5. August 2024
bade, Montag den 5. – 19:24 – Midden Fryslân/Nationaal Park De Alde Feanen/Earnewald –
zuvor überqueren wir einige der vielen und verzweigten Wasser dieser autofreien „prachtige waterijke landschap van Midden Fryslân“, auf Pontjes. Die Fries*innen stehen auf Verkleinerungen und Pontjes stehen für Veerponten, kleine Fähren. Sie werden von Freiwilligen betrieben und: „De Pontschippers wensen je veel fietsplezier!“ Pontschippers sind die freiwilligen Kapitäne, sie wünschen uns Fietsplezier, Radelvergnügen. Da müssen Ian und ich uns erstmal einarbeiten und einfädeln.
Wir laufen von unser aller Anker, dem Hotel ´t Anker in der binnenstad (Altststadt), stramm nach Süden, überqueren keine Wasserwege, aber den Schienenstrang – und bekommen an der Schrans, am Südostzipfel Leeuwardenss außerhalb der binnenstad, Elektro-Zweiräder.
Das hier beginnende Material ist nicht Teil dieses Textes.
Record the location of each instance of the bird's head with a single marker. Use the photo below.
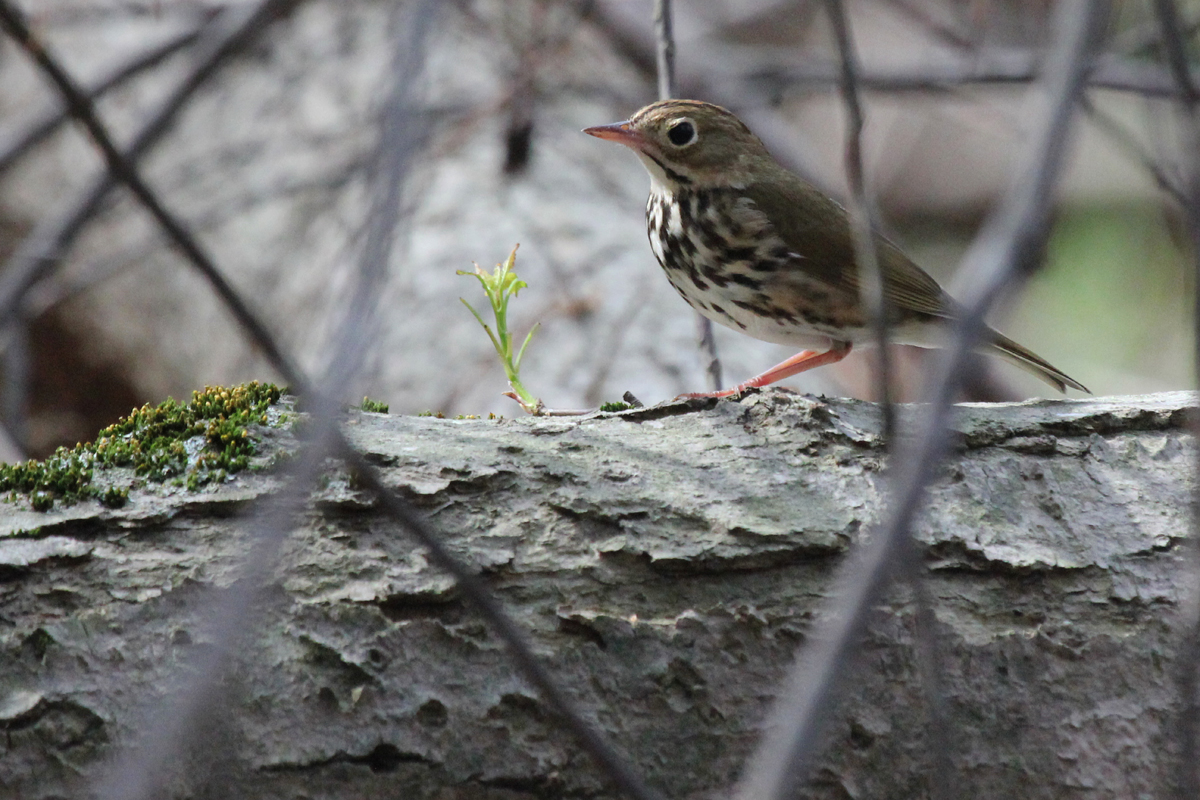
(685, 143)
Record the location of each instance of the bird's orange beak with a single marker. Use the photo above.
(619, 132)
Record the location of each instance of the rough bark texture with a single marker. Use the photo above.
(666, 563)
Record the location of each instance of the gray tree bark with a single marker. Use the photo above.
(666, 563)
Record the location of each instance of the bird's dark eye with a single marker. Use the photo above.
(682, 133)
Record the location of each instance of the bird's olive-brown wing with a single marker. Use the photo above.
(817, 229)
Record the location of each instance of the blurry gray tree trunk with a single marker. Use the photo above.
(666, 563)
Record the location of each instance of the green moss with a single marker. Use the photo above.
(193, 444)
(375, 407)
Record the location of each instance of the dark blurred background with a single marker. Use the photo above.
(270, 164)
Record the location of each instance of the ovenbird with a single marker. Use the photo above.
(755, 247)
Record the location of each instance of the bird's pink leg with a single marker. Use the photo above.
(797, 364)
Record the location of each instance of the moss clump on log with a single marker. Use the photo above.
(192, 444)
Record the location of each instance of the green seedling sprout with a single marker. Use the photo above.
(499, 287)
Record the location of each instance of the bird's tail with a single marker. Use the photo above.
(1035, 364)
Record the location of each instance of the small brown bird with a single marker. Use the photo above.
(762, 251)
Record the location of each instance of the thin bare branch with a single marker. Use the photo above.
(863, 215)
(1125, 139)
(42, 250)
(664, 52)
(33, 131)
(664, 36)
(864, 223)
(1171, 31)
(1008, 247)
(988, 67)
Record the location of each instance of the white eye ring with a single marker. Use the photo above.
(682, 132)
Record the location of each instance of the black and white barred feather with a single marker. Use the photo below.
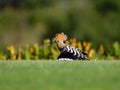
(72, 53)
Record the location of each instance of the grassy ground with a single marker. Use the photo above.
(59, 75)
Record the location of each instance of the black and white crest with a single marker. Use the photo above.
(72, 53)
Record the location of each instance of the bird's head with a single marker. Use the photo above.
(60, 37)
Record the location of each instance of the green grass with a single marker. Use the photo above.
(59, 75)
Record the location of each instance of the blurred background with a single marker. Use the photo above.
(31, 21)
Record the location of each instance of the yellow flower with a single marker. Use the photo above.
(101, 49)
(46, 41)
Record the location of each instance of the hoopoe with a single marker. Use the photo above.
(68, 52)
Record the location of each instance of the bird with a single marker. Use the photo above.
(68, 52)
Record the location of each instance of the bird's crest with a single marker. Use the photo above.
(60, 37)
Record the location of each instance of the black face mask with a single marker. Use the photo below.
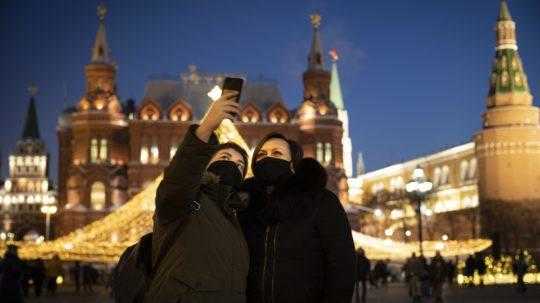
(227, 171)
(271, 170)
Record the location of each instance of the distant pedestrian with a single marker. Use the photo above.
(416, 271)
(90, 276)
(38, 276)
(76, 273)
(425, 283)
(27, 276)
(363, 272)
(53, 268)
(437, 272)
(380, 273)
(520, 267)
(468, 271)
(480, 266)
(450, 272)
(11, 275)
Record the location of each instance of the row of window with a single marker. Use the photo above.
(181, 113)
(98, 150)
(26, 199)
(323, 152)
(35, 208)
(25, 185)
(20, 165)
(27, 160)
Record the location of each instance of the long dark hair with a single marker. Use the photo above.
(296, 150)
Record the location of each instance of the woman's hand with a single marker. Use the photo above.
(225, 107)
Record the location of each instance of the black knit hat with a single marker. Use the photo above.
(237, 148)
(296, 150)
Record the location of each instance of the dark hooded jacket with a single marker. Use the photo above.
(199, 253)
(300, 242)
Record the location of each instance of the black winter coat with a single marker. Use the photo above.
(199, 253)
(300, 242)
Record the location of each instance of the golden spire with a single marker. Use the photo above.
(315, 20)
(33, 90)
(101, 12)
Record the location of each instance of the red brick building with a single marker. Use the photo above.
(110, 150)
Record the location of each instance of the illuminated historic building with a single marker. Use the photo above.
(28, 187)
(489, 187)
(110, 151)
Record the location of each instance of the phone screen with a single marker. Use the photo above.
(234, 84)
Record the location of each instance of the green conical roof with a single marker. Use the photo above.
(31, 128)
(335, 88)
(507, 73)
(504, 13)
Nun müssen wir nach Wirdum, haben aber das geniale Nummernsystem der niederländischen Fahrradrouten noch nicht geschnallt und stehen hilflos vor den wegweisenden Pfosten. Das Land ist nämlich durchnummeriert für den Fietsverkehr. Wirdum im Nordosten von Leeuwarden hat die Nummer 3.
Von dort gurken wir, noch immer die Pfeile und Zahlen nicht verstehend, die eigentlich so praktisch sind, wie ich es als alte Tourenradlerin noch nie erlebt habe, ein wenig südwärts vom Kurs ab zur Nummer 1, von der nun aber unser nächstes Etappenziel, Wergea, mit der Nummer 97 angezeigt wird. Wie ihr lest, verzichten wir, weil Umwege die Kenntnisse erhöhen, auf digitale Navigation.
Eigentlich wollten wir das Skutsjesilen von einem Ort namens De Veenhop sehen, das hatte Chris „angeordnet“. Aber wir übertrafen einander in Langsamkeit auf dem Rad, weil jede/r dachte, der/die andere käme nicht hinterher, so verpassten wir den Wettbewerb auf dem Wasser.
Nach Wergea gelangten wir durch diese platte Kulturlandschaft, wo nichts weit weg ist, wie Einheimische sagen, wo ab und zu ein Tanker oder Segler hinterm schwarzbunten friesischen Nationaltier hervorlugt.
Wergea ist ein auf einer künstlich angelegten Warft (niederländisch terp) errichtetes Dorf aus dem frühen Mittelalter. In dieser Gegend bildeten sich bereits vor 3500 Jahren Torfmoore. Dann wurde das Ganze vom Meer überflutet und es kam Schlick hinzu, insgesamt entstanden sehr fruchtbare Böden. Auf denen wurden im 3. Jahrhundert vor Christus die ersten Warften errichtet. Bei der Bezeichnung Warft für solche aus Erde aufgeschütteten Siedlungshügel, die Menschen und Tiere bei Sturmflut schützen, denken manche ans Werfen. Falsch gefolgert, wir sind eher beim englischen -worth für jede Art von Hofstätte. Und bei der Werft, dem ebenfalls von Menschenhand erhöhten Platz für den Schiffbau. Wergeas Warft lag mitten zwischen Wargaster-, Jornia- und Hempensermeer und entwickelte sich aufgrund dieser guten Wasseranbindung zum regionalen Zentrum für Schiffahrt und Handel. Zu dieser Zeit wurde eine Reihe kleiner Wohnhäuser für arme Witwen errichtet.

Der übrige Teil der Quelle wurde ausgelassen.